###  Codio Activity 19.1: Regression Models for Predictions

**Expected Time = 60 minutes**

**Total Points = 50**

This activity will use regression models to provide scores for unseen content (albums).  Using these scores, you can make recommendations for unheard albums to users. You are also given similar information as to that from the lecture in terms of *lofi* and *slick* scores for each artist.

#### Index

- [Problem 1](#-Problem-1)
- [Problem 2](#-Problem-2)
- [Problem 3](#-Problem-3)
- [Problem 4](#-Problem-4)
- [Problem 5](#-Problem-5)

In [1]:
import os
import matplotlib.pyplot as plt
import pandas as pd
import numpy as np

from sklearn.linear_model import LinearRegression

#### Our Data

This example uses a synthetic dataset of reviews from five individuals and five albums.  The album covers and artists are displayed below and the dataset is loaded and displayed below.  Two additional columns `lofi` and `slick` are included to rate the nature of the music. 

![](images/covers.png)

In [2]:
reviews = pd.read_csv("./data/sample_reviews.csv", index_col=0)

In [13]:
reviews.head()

Unnamed: 0,Alfred,Mandy,Lenny,Joan,Tino,slick,lofi
Michael Jackson,3.0,,2.0,3.0,1.0,8,2
Clint Black,4.0,9.0,5.0,,1.0,8,2
Dropdead,,,8.0,9.0,,2,9
Anti-Cimex,4.0,3.0,9.0,4.0,9.0,2,10
Cardi B,4.0,8.0,,9.0,5.0,9,3


[Back to top](#-Index)

### Problem 1

#### Considering Alfred

**10 Points**

To begin, create `X` and `y` based on `Alfred`.  This means to drop the row for **Dropdead** (using `dropna()`), and build a model using all other rows with `slick` and `lofi` scores.  Assign the input as `X` and target as `y`, name your model `alfred_lr` and make prediction for Alfred as `alfred_dd_predict` below.  

In [14]:
### GRADED
X = reviews[["Alfred", "slick", "lofi"]].dropna()[["slick", "lofi"]]
y = reviews[["Alfred", "slick", "lofi"]].dropna()["Alfred"]
alfred_lr = LinearRegression().fit(X, y)
alfred_dd_predict = alfred_lr.predict(reviews[["slick", "lofi"]].loc[["Dropdead"], :])

### ANSWER CHECK
alfred_dd_predict

array([3.75])

[Back to top](#-Index)

### Problem 2

#### User Vector for Alfred

**10 Points**

Use your model for Alfred to construct his user vector based on the coefficients of the model. What does this tell you about Alfred's preference for slick and lofi?  Assign his user vector as a numpy array to `alfred_vector` below.

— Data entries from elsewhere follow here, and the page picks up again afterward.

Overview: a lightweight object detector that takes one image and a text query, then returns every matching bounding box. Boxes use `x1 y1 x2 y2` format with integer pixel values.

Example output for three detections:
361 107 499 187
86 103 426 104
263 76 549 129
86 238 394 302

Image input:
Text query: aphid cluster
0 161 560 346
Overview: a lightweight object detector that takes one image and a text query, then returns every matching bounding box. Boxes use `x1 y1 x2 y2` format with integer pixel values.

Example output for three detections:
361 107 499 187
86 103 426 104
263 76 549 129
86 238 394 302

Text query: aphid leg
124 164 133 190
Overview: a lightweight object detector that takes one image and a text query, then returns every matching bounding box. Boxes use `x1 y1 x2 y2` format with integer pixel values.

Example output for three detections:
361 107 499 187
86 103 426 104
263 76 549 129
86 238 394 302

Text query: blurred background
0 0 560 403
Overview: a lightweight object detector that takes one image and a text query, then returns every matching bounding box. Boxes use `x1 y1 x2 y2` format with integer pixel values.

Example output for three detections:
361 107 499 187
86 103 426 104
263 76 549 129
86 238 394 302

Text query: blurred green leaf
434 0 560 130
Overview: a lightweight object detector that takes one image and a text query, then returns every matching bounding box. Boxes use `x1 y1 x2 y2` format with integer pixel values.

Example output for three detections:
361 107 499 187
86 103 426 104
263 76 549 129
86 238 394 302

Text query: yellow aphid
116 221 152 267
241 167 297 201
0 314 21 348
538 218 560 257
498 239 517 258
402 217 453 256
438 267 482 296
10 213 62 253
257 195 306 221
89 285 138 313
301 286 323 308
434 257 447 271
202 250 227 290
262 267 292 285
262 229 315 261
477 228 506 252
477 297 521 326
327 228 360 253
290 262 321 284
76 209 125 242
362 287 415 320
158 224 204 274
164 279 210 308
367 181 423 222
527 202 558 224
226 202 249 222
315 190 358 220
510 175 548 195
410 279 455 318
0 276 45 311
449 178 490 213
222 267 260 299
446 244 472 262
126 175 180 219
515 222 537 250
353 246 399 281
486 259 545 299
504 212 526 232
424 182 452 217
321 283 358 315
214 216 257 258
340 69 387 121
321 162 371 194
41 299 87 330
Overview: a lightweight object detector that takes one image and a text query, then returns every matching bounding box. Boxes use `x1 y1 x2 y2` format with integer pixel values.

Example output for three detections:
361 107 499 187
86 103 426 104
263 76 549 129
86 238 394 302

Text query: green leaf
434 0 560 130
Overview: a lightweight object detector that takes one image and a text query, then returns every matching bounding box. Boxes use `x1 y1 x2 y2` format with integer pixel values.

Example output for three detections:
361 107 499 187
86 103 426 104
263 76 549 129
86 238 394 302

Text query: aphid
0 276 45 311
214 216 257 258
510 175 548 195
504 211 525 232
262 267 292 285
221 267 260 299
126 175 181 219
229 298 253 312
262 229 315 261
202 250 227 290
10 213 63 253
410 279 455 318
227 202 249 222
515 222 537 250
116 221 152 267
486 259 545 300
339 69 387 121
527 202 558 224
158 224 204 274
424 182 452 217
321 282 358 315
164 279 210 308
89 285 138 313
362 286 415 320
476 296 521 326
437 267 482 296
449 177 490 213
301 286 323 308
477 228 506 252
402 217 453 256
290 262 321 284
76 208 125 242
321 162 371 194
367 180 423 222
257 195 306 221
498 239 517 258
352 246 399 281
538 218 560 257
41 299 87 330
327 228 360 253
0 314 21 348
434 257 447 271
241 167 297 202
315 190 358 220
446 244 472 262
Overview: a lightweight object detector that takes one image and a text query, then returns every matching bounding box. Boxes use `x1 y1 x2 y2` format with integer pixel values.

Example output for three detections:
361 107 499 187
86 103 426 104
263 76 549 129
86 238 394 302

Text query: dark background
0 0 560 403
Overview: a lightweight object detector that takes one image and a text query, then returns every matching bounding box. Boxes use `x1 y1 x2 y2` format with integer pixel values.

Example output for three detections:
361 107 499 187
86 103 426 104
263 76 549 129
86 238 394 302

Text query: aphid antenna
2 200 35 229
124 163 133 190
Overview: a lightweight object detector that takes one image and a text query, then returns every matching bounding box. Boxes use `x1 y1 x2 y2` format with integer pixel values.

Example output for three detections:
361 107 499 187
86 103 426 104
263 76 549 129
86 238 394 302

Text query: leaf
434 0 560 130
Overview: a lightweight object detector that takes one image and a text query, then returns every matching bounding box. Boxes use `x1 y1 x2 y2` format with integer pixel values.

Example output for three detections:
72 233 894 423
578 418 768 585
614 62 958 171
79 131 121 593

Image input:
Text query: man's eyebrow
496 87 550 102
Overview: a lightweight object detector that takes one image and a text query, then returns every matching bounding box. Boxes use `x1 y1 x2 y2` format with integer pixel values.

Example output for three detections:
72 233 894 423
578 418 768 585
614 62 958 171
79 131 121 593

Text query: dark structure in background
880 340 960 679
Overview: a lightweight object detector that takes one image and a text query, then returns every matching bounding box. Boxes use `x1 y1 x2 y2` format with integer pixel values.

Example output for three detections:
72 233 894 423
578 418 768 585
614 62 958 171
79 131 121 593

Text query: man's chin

HINT: 'user vector' is simply another name for the coefficients of the linear regressions model.

In [15]:
### GRADED
alfred_vector = alfred_lr.coef_

### ANSWER CHECK
pd.DataFrame(alfred_vector.reshape(1, 2), columns=["slick", "lofi"], index=["Alfred"])

Unnamed: 0,slick,lofi
Alfred,0.25,0.25


[Back to top](#-Index)

### Problem 3

#### Considering Tino

**10 Points**

Repeat the process above for Tino.  Use Tino's user vector to predict their rating of **Dropdead**.  Assign the prediction to `tino_dd_predict` as a numpy array below.

In [3]:
### GRADED
X = reviews[["Tino", "slick", "lofi"]].dropna()[["slick", "lofi"]]
y = reviews[["Tino", "slick", "lofi"]].dropna()["Tino"]
tino_lr = LinearRegression().fit(X, y)
tino_dd_predict = tino_lr.predict(reviews[["slick", "lofi"]].loc[["Dropdead"], :])

### ANSWER CHECK
tino_dd_predict

array([6.71428571])

[Back to top](#-Index)

### Problem 4

#### Tino's user vector

**10 Points**

Now, create a user vector for Tino and assign as a numpy array to `tino_vector` below.  What does this say about their preference for *slick* versus *lofi*?  

In [4]:
### GRADED
tino_vector = tino_lr.coef_

### ANSWER CHECK
pd.DataFrame(tino_vector.reshape(1, 2), columns=["slick", "lofi"], index=["Tino"])

Unnamed: 0,slick,lofi
Tino,1.714286,2.285714


[Back to top](#-Index)

### Problem 5

#### Completing the Table

**10 Points**

Consider writing a function to loop over each column and perform the prediction process using the same columns of `slick` and `lofi` as inputs.  Create a DataFrame called `reviews_df_full` and complete the scores for each individual. 

In [18]:
reviews

Unnamed: 0,Alfred,Mandy,Lenny,Joan,Tino,slick,lofi
Michael Jackson,3.0,,2.0,3.0,1.0,8,2
Clint Black,4.0,9.0,5.0,,1.0,8,2
Dropdead,,,8.0,9.0,,2,9
Anti-Cimex,4.0,3.0,9.0,4.0,9.0,2,10
Cardi B,4.0,8.0,,9.0,5.0,9,3


In [5]:
### GRADED
reviews_df_full = reviews.copy(deep=True)
features = ["slick", "lofi"]

users = ["Alfred", "Mandy", "Lenny", "Joan", "Tino"]
for user in users:
    X = reviews[[user] + features].dropna()[features]
    y = reviews[[user] + features].dropna()[user]
    model = LinearRegression().fit(X, y)
    missing_vals = list(reviews.index[reviews[user].isnull()])
    for artist in missing_vals:
        yhat = model.predict(reviews[features].loc[[artist], :])
        reviews_df_full.loc[[artist], user] = yhat[0]

### ANSWER CHECK
reviews_df_full

Unnamed: 0,Alfred,Mandy,Lenny,Joan,Tino,slick,lofi
Michael Jackson,3.0,9.0,2.0,3.0,1.0,8,2
Clint Black,4.0,9.0,5.0,4.664444,1.0,8,2
Dropdead,3.75,3.857143,8.0,9.0,6.714286,2,9
Anti-Cimex,4.0,3.0,9.0,4.0,9.0,2,10
Cardi B,4.0,8.0,4.916667,9.0,5.0,9,3